= Wrongful conviction of Andrew Malkinson =

British man who served 17 years' imprisonment for a wrongful rape conviction

Andrew Malkinson (born 23 January 1966) is a British man who was wrongfully convicted and jailed in 2004 for the rape of a 33-year-old woman in Salford, Greater Manchester. He was released from prison in 2020 after serving 17 years, still maintaining his innocence, and his conviction was finally quashed by the Court of Appeal in 2023 after DNA evidence proved he was not the attacker. The true perpetrator, Paul Quinn, was later identified by DNA testing and was convicted in April 2026.

==Incident==
The victim, a 33-year-old woman, was attacked in the early hours of 19 July 2003 while walking home in Little Hulton. She was dragged down a motorway embankment and strangled until unconscious. In the attack she sustained significant injuries to her neck, back, legs, arms, chest and face, including a fractured cheekbone.

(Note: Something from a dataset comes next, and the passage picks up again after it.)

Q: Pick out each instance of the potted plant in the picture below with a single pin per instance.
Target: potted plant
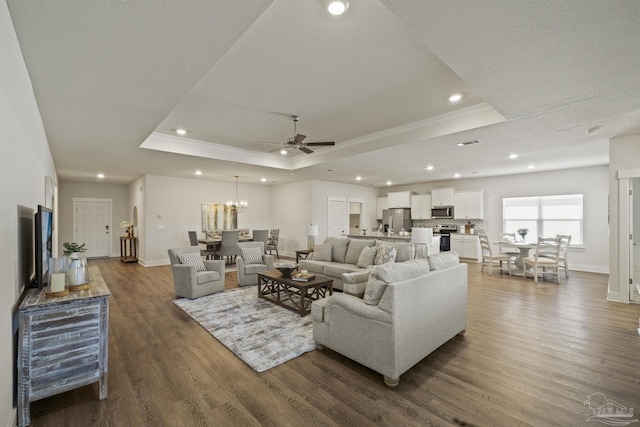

After losing consciousness she was raped.

==Conviction==
Malkinson was identified by the victim in an identity parade. Several key details did not match the description of the perpetrator: for example, she described the attacker as being three inches (7.5 cm) shorter than Malkinson, with a hairless chest, and no tattoos. Malkinson had chest hair and prominent tattoos on his forearms. She also said the attacker would have a "deep scratch" to his face, which Malkinson did not. During the trial of Paul Quinn, it was revealed that the victim later told the police that she was not sure if Malkinson was her attacker after seeing him in court but had been encouraged to testify against him anyway because the police were certain it was him.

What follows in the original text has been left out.